All too soon he would need all his courage to lead men into battle.
It is a measure of the devotion Walter’s men held for him that they made repeated attempts to find his body but were driven back by heavy machine-gun fire....
Meanwhile the mystery of why he never received the Military Cross remains. There is no official record that his name was ever put forward, despite the claim by the other officer.
One theory is that promoting a black man to officer was against the rules and it might have been embarrassing for generals to see a gallantry medal pinned to his chest....
An online petition is aiming for 100,000 signatures to urge the Government to take up Walter’s case – and finally award him his Military Cross posthumously.
(Source 16) Phil Vasili, interview, (9th March, 2013)
Walter Tull was made an officer at a time when the Army was desperately short of men of officer material.
I’m convinced that to have given him his Military Cross would have admitted to the powers-that-be at the War Office that rules had been broken in commissioning a black man.
But his promotion illustrated the absurdity of their thinking, that white soldiers would not respect black officers.
(Source 17) The Guardian (3rd September, 2014)
The first black officer in the British Army will be remembered on a special set of coins released by the Royal Mint as part of commemorations of the centenary of the first world war.
Kent-born Walter Tull, who was promoted to officer rank during the war despite a ban on black officers, died in battle in 1918.
Tull was also one of the first black footballers to play at the highest level in the UK, appearing for Tottenham before moving to Northampton Town, where he is commemorated with a statue.
Campaigners, including the former Tottenham player Garth Crooks, petitioned the government last year to posthumously award Tull a Military Cross for his heroism.
He fought on the Somme in 1916 and became the first black combat officer in the British army, despite a military rule excluding “negroes” from exercising actual command. Tull was cited for “gallantry and coolness” for leading his company of 26 men to safety in Italy, but returned to northern France where he was killed in March 1918.
The coin, featuring a portrait of the officer with a backdrop of infantry soldiers going “over the top”, will be one of a set of six £5 coins to remember the sacrifice made by so many during the war.
Questions for Students
Question 1: Read the introduction and study sources 1 and 2. Why were Walter and Edward Tull sent to the Children's Home and Orphanage (CHO) in Bethnal Green in 1898? Why was it unlikely that the boys had little hope of returning home until they were old enough to go to work?

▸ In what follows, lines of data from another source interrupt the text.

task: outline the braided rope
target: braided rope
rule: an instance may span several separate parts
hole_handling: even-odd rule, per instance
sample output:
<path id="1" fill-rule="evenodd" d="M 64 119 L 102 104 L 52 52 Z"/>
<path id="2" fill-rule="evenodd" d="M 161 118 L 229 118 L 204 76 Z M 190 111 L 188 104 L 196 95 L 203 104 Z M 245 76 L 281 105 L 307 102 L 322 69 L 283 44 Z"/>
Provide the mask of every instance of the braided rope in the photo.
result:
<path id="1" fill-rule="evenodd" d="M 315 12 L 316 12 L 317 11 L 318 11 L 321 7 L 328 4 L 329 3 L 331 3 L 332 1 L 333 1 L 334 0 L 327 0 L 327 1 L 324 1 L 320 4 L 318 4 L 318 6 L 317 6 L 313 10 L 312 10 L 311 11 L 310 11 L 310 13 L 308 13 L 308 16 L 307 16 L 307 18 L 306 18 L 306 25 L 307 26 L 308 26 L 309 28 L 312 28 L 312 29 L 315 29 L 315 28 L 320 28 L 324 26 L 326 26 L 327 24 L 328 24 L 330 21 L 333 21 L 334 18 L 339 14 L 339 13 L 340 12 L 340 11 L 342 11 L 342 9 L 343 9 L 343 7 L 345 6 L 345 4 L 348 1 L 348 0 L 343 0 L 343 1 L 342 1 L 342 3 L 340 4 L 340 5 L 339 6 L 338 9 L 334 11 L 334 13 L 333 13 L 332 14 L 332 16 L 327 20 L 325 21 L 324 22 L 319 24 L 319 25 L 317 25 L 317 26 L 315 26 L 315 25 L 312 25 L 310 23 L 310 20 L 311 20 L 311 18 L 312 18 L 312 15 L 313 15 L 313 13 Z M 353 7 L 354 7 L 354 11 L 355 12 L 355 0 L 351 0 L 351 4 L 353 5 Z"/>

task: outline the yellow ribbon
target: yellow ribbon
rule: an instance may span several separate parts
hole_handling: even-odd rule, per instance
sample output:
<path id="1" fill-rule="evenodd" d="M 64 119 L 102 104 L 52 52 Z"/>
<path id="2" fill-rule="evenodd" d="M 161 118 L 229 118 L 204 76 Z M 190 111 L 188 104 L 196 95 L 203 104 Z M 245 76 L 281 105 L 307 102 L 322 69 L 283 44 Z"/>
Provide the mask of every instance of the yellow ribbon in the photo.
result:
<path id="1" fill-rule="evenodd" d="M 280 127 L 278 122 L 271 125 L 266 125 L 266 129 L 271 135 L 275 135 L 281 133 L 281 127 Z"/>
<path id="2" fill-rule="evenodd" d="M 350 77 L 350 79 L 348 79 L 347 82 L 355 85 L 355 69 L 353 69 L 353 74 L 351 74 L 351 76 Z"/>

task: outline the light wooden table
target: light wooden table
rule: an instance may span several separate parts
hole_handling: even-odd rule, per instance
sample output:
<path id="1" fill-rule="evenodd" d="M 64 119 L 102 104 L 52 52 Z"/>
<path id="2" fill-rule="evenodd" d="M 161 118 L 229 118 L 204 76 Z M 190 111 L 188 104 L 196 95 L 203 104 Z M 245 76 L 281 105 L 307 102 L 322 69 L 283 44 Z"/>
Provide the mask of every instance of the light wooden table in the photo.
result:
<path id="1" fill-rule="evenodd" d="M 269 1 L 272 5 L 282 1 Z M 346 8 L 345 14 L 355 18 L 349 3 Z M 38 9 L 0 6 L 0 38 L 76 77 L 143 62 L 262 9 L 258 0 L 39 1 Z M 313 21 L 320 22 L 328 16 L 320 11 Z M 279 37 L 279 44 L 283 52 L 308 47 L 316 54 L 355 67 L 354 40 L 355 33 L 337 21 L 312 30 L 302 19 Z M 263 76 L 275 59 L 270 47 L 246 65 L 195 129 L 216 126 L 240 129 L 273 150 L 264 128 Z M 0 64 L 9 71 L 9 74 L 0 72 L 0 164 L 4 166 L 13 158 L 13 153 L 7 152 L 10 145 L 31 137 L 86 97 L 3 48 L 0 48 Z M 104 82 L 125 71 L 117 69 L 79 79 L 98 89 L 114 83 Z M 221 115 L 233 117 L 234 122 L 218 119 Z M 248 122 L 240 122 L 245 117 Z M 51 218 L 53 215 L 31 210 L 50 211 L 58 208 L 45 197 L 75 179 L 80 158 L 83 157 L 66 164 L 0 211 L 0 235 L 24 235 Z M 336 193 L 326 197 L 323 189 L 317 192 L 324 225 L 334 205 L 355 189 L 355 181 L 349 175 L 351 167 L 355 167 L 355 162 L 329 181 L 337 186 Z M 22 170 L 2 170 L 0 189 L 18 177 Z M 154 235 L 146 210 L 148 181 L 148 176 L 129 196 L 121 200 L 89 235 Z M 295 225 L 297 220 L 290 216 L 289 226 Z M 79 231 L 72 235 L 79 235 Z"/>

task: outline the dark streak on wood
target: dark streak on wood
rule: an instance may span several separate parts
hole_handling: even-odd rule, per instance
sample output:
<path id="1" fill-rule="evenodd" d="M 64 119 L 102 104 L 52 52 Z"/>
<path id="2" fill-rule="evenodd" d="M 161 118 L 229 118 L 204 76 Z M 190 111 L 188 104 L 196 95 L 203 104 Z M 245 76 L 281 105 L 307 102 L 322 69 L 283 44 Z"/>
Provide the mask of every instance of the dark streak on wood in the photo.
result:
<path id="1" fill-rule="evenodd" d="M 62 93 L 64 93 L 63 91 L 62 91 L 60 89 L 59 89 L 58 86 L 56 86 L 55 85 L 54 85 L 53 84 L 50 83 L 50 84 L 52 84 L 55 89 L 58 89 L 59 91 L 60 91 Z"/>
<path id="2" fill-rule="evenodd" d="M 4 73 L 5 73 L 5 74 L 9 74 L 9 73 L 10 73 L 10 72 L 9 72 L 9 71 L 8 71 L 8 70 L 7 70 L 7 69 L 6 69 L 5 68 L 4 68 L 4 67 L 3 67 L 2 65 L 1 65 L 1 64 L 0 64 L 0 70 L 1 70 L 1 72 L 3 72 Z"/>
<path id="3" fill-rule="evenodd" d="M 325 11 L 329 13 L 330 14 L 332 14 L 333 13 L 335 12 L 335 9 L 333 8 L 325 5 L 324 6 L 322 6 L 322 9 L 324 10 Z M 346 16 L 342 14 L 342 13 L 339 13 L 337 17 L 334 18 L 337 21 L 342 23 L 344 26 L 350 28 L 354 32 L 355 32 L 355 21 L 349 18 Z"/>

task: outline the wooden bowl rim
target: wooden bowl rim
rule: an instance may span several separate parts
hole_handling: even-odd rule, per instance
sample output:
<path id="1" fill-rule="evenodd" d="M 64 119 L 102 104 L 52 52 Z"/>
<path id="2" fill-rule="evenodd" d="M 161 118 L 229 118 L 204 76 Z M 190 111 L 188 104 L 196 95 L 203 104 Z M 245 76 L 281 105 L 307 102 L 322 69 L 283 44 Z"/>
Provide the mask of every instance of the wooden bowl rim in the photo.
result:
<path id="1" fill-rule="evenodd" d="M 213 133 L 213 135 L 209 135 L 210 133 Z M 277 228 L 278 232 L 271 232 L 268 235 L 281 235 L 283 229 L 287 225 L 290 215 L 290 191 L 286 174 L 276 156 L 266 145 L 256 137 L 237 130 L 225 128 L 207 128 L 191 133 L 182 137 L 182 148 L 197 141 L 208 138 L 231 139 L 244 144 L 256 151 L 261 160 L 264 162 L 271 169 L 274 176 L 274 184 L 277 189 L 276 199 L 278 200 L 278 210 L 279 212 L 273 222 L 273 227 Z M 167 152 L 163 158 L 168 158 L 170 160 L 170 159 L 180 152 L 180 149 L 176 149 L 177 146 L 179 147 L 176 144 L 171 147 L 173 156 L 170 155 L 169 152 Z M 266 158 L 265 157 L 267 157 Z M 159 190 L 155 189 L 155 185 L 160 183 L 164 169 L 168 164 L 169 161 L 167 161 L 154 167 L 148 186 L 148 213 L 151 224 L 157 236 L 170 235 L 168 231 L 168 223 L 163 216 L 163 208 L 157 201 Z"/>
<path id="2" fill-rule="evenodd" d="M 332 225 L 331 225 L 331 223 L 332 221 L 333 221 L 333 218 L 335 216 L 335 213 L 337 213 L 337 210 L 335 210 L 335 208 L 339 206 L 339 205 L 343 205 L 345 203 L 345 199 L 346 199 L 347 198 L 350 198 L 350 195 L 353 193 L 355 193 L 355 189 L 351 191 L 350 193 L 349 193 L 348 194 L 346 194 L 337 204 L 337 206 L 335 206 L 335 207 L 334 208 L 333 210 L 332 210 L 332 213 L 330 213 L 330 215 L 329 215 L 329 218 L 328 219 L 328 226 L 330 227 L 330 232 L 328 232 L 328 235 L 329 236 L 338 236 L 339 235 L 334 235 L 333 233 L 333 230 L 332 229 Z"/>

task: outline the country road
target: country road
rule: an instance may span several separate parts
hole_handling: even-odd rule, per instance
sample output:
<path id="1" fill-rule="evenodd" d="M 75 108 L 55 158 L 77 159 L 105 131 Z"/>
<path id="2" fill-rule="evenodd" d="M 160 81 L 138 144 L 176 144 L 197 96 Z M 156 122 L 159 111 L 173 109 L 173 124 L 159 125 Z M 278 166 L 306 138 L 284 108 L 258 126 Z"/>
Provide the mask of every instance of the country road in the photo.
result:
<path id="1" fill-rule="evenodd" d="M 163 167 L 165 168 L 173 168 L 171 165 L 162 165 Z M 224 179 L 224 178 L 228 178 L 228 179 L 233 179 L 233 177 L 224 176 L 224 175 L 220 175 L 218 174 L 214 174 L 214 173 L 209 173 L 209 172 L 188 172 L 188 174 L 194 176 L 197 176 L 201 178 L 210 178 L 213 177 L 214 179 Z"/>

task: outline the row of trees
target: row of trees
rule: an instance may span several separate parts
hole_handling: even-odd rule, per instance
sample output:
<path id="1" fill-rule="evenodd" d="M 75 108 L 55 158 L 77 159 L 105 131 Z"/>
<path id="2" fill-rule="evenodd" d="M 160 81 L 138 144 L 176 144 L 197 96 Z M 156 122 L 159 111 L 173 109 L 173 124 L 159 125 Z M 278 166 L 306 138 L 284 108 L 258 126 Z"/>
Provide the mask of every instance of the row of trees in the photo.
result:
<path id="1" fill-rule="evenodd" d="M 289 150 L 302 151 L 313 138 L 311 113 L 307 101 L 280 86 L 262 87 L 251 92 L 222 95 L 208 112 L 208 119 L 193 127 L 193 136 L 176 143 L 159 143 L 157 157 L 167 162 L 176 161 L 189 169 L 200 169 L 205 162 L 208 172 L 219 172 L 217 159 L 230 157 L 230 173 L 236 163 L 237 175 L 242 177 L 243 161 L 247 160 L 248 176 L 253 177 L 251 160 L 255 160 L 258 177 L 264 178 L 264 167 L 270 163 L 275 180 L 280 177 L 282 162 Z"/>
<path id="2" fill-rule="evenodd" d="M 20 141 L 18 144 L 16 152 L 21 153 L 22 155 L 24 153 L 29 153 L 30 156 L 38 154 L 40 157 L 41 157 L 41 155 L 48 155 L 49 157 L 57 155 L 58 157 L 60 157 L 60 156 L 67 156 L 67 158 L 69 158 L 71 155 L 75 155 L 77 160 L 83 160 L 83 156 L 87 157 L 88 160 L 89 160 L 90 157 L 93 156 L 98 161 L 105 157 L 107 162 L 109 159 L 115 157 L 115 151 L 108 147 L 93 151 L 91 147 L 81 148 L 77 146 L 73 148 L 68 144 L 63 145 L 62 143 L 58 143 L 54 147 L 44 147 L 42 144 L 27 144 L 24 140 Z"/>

Question 2: What do sources 3, 4, 5, 6 and 7 tell us about Walter Tull's football career?
Question 3: Herbert Chapman signed Walter Tull to play for Northampton Town in 1911. Read sources 8 and 9 and explain what Chapman was looking for when he signed a player.
Question 4: Read source 10. What was Walter Tull's problem in January 1916? Do you think it remained his main problem over the next few weeks?
Question 5: Walter Tull was hit by machine-gun fire in No Mans Land on 25th March, 1918. Several men attempted to bring him back to British lines. Read sources 13 and 14 and explain what this tell us about 2nd Lieutenant Tull's relationship with his men?
Question 6: Study sources 11 and 12. How do these sources support one of the statements made in source 15.
Question 7: Lieutenant Pickard in source 14 says Walter Tull was recommended for the Military Cross. Read source 16 and explain why Phil Vasili thinks he was not awarded this medal. Can you give any other reasons why he did not receive the medal?
Question 8. Read sources 15 and 17. What do you think is the best way to make sure we do not forget Walter Tull?